Frank Cusack wrote:
On 1/31/11 5:23 PM +0000 Ron Leach wrote:
Further, the NFS shares can be mounted on the client with a 'sync' option that forces physical writes before returning to the caller. Though this would be horrifically slow in any high load (network transmission times, disc io queues etc), in our situation of low load we could consider using this option to minimise the potential for email loss due to crash or power fail.
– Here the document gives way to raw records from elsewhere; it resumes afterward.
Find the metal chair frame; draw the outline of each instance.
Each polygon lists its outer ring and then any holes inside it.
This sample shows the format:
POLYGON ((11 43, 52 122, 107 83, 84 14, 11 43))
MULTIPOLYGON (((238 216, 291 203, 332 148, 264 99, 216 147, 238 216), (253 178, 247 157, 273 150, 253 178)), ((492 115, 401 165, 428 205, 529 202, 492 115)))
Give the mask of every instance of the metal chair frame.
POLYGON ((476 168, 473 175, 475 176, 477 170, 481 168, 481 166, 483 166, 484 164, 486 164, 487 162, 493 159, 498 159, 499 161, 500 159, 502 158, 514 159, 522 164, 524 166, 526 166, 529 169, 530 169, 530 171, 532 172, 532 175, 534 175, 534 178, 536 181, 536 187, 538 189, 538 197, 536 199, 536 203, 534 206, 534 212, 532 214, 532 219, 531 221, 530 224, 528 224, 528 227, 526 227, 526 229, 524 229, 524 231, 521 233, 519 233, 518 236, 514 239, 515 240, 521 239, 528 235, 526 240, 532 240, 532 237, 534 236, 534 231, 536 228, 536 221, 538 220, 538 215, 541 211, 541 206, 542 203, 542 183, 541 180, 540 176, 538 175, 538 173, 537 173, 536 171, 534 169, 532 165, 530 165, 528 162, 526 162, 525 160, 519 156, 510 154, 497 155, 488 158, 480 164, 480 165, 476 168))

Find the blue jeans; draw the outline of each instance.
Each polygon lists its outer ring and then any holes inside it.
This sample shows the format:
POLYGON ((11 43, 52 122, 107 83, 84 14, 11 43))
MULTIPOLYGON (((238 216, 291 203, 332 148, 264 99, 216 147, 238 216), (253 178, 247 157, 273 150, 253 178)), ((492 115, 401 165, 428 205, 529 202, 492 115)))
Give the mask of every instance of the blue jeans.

Unless I'm wrong about something here, I think this closes the NFS-related concern about XFS and Dovecot and loss of email.
You're wrong.
Yes, NFS semantics "guarantee" commit, but what happens is that the underlying filesystem (e.g. ext3, xfs with metadata spooling) lies to the kernel about what has been committed. The NFS call returns, but the data has not actually been committed. There have even been NFS server tweaks for some implementations that themselves lie to the client, ie w/o depending on filesystem lies, for performance reasons.
Oh, dear.
So does that mean we're lost, having built these XFS data servers? Is XFS, then, the 'wrong' choice for email integrity across crashes and power fail, even when using NFS in low load systems?
Fortunately, these two machines are only being used for backup at the moment - we haven't migrated the application 'live' data stores - yet. So we could rebuild them. With ZFS, maybe.
All we want to do is not lose emails.
What does everyone else do? Lose emails?